Unfortunately, serverless computing remains difficult to use and to reason about. Indeed, the serverless environment is inherently unpredictable and non-deterministic, making it hard to understand and to control. Being distributed, serverless must cope with concurrency, unpredictable failures, or impossibility of consensus. On top of that, serverless poses more, new challenges to the application programmer. Events may trigger the same function invoked multiple times and/or terminate it before it has finished. Functions are stateless, starting from afresh every time; but often it must access an external storage service, thus being exposed to stale or inconsistent state. Finally, existing platforms suffer from inefficiencies, such as excessive data movement or random placement.
The Centeanes project aims to address these challenges from the perspectives of correctness, efficiency, and expressivity, in a real application context. It will develop tools for specifying, programming and running correct-by-design serverless applications. In detail, we propose a formal framework to study the foundations of serverless computing, including function composition and fault-tolerance. This framework is implemented in a lightweight runtime environment, where stateful operations and data locality are first class citizen. We also construct a toolchain to program and verify serverless applications executing in the runtime. This verification toolchain simplifies the programming of applications and helps enforce their correctness. The design is informed by, and will be validated against, benchmarks and full-scale industrial cloud or edge applications built with Eclipse Zenoh.
ANR PRC – Maplurinum
Participants: Adam Chader, Mathieu Bacou, Gaël Thomas.
Partners: INPG, Inria Rennes, CEA, Benagil/Telecom SudParis
Coordinator: Gaël Thomas, Telecom SudParis
Funding: 184 k€
Date: 2021-2025
Summary: High-Performance architectures are increasingly heteregenous and incorporate often specialized hardware. We have first seen the generalization of GPUs in the most powerful machines, followed a few years later by the introduction of FPGAs. More recently we have seen nascence of many other accelerators such as tensor processor units (TPUs) for DNNs or variable precision FPUs. Recent hardware manufacturing trends make it very likely that specialization will not only persist, but increase in future supercomputers. Because manually managing this heterogeneity in each application is complex and not maintainable, we propose in this project to revisit how we design both hardware and operating systems in order to better hide the heterogeneity to supercomputer users. In summary, we propose to rethink the hardware/software boundary in order to hide the heterogeneity behind a common minimal instruction set and a unified address space.
ANR JCJC – VHS
Participants: Valentin Delis, François Trahay.
Partners: CEA/DAM, Benagil/Telecom SudParis
Coordinator: Valentin Delis, ensIIE
Funding: 225 k€
Date: 2025-2029
Summary: Magnetic tapes have been used to store computer data since the 1950s, so the layman now often considers it as an outdated technology. However, tape storage is still and will remain essential in many fields such as academic research, international organisations or cloud companies for its strong practical benefits: low cost per TB, low energy consumption, longevity etc... This dependency on tapes has motivated industrial efforts in technology improvements, resulting in much faster data density progression on tape rather than on disk. After recent breakthroughs in materials used, tape capacity is expected to witness a massive leap in coming years, increasing to several hundreds of TB per tape. This evolution will amplify the main benefits of tape storage.

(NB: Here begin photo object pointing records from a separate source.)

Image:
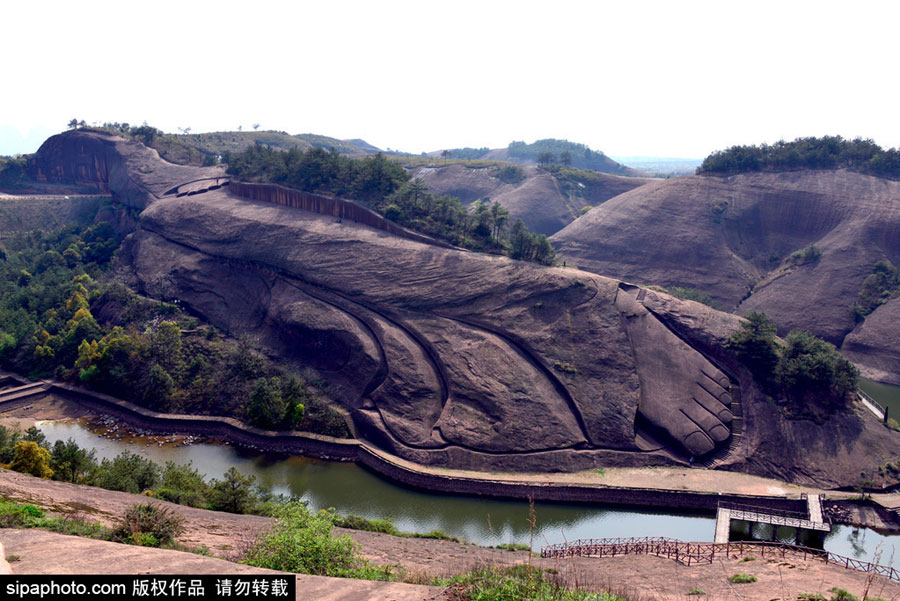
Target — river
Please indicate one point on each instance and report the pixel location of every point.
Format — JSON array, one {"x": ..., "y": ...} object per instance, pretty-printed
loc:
[{"x": 351, "y": 489}]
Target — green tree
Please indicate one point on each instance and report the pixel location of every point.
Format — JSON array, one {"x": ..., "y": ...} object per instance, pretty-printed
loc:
[
  {"x": 754, "y": 344},
  {"x": 126, "y": 472},
  {"x": 183, "y": 484},
  {"x": 302, "y": 542},
  {"x": 158, "y": 389},
  {"x": 33, "y": 434},
  {"x": 31, "y": 459},
  {"x": 546, "y": 158},
  {"x": 70, "y": 462},
  {"x": 811, "y": 370},
  {"x": 267, "y": 407},
  {"x": 234, "y": 493}
]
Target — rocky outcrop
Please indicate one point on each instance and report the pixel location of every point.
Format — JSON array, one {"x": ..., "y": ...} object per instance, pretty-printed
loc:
[
  {"x": 733, "y": 238},
  {"x": 447, "y": 357},
  {"x": 110, "y": 164}
]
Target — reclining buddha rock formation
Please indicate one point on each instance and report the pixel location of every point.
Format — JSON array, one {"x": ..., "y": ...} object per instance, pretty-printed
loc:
[{"x": 448, "y": 357}]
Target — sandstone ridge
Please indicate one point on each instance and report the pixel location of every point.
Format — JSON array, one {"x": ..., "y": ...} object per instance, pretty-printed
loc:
[
  {"x": 733, "y": 238},
  {"x": 447, "y": 357}
]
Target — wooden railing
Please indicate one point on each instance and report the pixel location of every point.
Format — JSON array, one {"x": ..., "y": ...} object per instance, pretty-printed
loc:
[{"x": 706, "y": 553}]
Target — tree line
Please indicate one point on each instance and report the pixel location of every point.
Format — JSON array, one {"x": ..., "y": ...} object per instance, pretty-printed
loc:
[
  {"x": 58, "y": 319},
  {"x": 388, "y": 189},
  {"x": 827, "y": 152},
  {"x": 805, "y": 370}
]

However, tapes have often been primarily considered for archiving cold data, because of their main drawback: it takes around a minute to mount a tape from its shelf into a drive and position the reading head before starting reading data. This explains the current lack of academic effort to optimize relatively frequent data accesses. Nevertheless, more and more research projects require to handle tremendous volumes of data, which are not only destined to be archived but also regularly accessed for scientific analysis. Budget constraints impose the usage of tape storage, and optimizing tape data access therefore becomes more and more significant, and not limited to improving archive retrieval.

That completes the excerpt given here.